PS, if you want to pick up all of the formatting from a web page, open the thing directly in your word processor. This works better for MS-Word, too, albeit it throws the resulting HTML into the bushes and jumps in after it no matter which way you import it.
Got time? Spend some of it coding or testing
If they don't compete in this way with each other, but they do with independants, then they sound very must like what the American's call a trust (a cartel). As such if it was happening in America, then it's be a violation of the Sherman Anti-trust act just as much as if it was a monopoly doing it. I think the same would apply under European competiton rules too.
Microsoft have started bundling their Business Intelligence stuff free with SQL Server. Its the same story over again, and a great shame. I wonder how it will hit companies such as Cognos and Ardent. Microsoft are destroying industries quite happily by extending their monopoly.
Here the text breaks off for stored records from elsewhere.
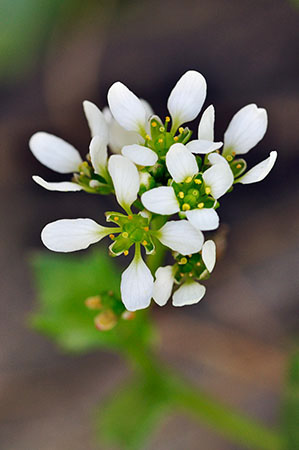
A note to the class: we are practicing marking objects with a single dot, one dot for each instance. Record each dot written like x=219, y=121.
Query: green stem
x=180, y=395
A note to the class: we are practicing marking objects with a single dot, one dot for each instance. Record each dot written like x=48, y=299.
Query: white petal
x=203, y=219
x=204, y=147
x=181, y=237
x=126, y=108
x=98, y=154
x=125, y=179
x=96, y=121
x=136, y=285
x=70, y=235
x=260, y=171
x=143, y=156
x=187, y=97
x=209, y=254
x=161, y=200
x=180, y=163
x=206, y=124
x=188, y=294
x=219, y=178
x=55, y=153
x=163, y=285
x=119, y=137
x=62, y=186
x=246, y=129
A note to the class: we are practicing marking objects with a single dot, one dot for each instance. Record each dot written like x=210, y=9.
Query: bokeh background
x=237, y=341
Its sad - the current releases of the products are quite poor, but already have good market share. Its hard to argue for buying another tool when Microsoft ship something as a freebie, and its Microsoft, so no matter how bad it is its accepted that it will get there one day and you ought to buy it as the others will go out of business. Its also hard, no matter how good the other tools and how bad the reality on Microsoft, to argue against Microsoft's hype machine.
Microsoft are just too big and powerful for anyone's good.
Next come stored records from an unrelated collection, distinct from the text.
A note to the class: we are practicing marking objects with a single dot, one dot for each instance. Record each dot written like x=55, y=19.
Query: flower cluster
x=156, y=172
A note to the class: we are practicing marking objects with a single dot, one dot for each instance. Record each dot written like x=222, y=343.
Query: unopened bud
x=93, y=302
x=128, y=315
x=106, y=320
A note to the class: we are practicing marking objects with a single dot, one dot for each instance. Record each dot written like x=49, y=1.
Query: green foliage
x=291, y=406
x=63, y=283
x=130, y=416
No. Did you miss the part where MS Money "got better" ?
That wasn't competition in action.
Of course it was. Microsoft had to compete because their product wasn't as good. That they also tried to buy out the other product is irrelevant - that's *also* competition in action.
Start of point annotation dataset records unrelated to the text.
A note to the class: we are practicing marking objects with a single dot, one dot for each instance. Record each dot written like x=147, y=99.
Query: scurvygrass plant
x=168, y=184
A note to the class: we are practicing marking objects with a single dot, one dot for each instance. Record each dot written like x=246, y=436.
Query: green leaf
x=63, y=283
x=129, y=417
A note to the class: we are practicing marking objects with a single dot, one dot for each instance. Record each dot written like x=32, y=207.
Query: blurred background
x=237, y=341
If MS had had its choice, there would be no Intuit right now.
Surely the decision whether or not to be acquired by another company should be the sole domain of the target company's shareholders or owners ?
And since Intuit is basically their only competition in that arena, MS Money would've disappeared and MS would have another monopoly.
And we'd still have a good product in Quicken.
But, they didn't, so now we have Quicken *and* a better MS Money.
Actually, the problem wasn't that MS added classes to their JVM, it was that they didn't implement part of the Java spec, but still marketed the JVM as a full Java implementation.
Not being a Java developer, or having a great interest in Java, I'll concede to not knowing a great deal of detail on the subject. I do remember, however, the problem not being with the functionality of Microsoft's JVM, merely the semantic details of how their additional functionality was accessed ("too easy for developers to make Microsoft-Java-only code" was one of the arguments used IIRC). Certainly from my end user's perspective, the Microsoft JVM was faster and worked with everything I ever tried.
I'm not complaining about MS dropping the price.
I'm not complaining about MS dropping the price.
I'm not complaining about MS dropping the price.
Are we clear on that now?
The problem is that Microsoft drop the price further iff the dealer ostracises any competitors. This is not a discount for bulk, for performance, for anything positive, this is an extra discount for telling competitors to nick off, for removing them from your advertising, catalogues etc, for shutting competitors out.
The bad effect of this is that soon there no effective competitors, and the price goes up. Those last 5 words are the key and core of monopoly power.